For those new to the site check out our interview with Dr. Kleshnev, creator of this excellent resource.
The latest issue deals with a rigging survey from the last World Championships. The article is probably worthy of a longer post when I get a chance but the most interesting point is that in several events, including the M8+ and W8+ and M2- there was "quite a high negative correlation" between gearing and final placing in the regatta. In other words crews rowing with a heavier rig tended to place higher in the competition. These correlations don't look like the sort that a scientist would see as "statistically significant" but they do seem to reveal something. And after all - usually there is no "statisticaly" significant difference between 1st and 4th place - but ask the athletes how significant the difference is! Trends such as this are important for sport scientists to keep on top of as they do tell us something and can lead to new research and recommendations for athletes.
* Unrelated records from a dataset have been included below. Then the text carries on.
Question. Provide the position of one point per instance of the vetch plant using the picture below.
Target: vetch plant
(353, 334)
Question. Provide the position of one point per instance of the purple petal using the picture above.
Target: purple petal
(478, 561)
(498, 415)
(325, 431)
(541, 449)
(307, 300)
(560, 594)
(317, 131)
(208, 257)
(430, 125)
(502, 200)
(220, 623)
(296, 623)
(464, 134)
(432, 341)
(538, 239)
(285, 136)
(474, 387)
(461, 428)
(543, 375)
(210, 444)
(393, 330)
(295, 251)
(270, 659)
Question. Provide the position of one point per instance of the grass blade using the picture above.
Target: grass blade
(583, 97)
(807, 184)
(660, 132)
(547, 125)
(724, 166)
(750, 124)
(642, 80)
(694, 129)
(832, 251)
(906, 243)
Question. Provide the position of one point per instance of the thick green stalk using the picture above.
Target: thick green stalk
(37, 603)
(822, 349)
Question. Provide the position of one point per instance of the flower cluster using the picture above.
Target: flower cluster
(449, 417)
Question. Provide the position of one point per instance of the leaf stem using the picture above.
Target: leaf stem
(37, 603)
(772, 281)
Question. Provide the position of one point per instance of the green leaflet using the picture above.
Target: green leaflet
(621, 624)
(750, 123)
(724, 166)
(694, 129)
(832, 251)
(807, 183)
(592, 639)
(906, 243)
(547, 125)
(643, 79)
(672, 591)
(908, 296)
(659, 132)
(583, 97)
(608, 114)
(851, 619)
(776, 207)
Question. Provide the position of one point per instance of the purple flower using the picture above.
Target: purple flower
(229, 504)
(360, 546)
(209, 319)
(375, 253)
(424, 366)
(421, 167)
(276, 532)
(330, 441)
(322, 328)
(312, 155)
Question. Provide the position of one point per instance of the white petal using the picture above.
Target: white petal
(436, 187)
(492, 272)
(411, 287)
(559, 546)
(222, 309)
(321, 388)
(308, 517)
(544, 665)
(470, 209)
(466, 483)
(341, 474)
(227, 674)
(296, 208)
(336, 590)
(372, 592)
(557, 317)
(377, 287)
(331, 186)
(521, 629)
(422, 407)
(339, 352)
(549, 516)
Does this mean go out and change you rig to a heavier load? No - not at all. Just be aware and consider the implications. How does this information relate to your crew's fitness, strength and technique? The style you row could also affect how you choose to rig. Of course there are exceptions to a "correlation"- Dr. Kleshnev's graph shows that the crew with the heaviest load in the M8+ finsihed in 7th place so a correlation is not a rule. Also, correlations do not imply causation necessarily. All that is needed is something that affects both rig and placing to be in play. For example, bigger stronger athletes might go faster and also choose to use a heavier rig and their results would make it look like the heavy rig made them go fast, rather than their strength and fitness.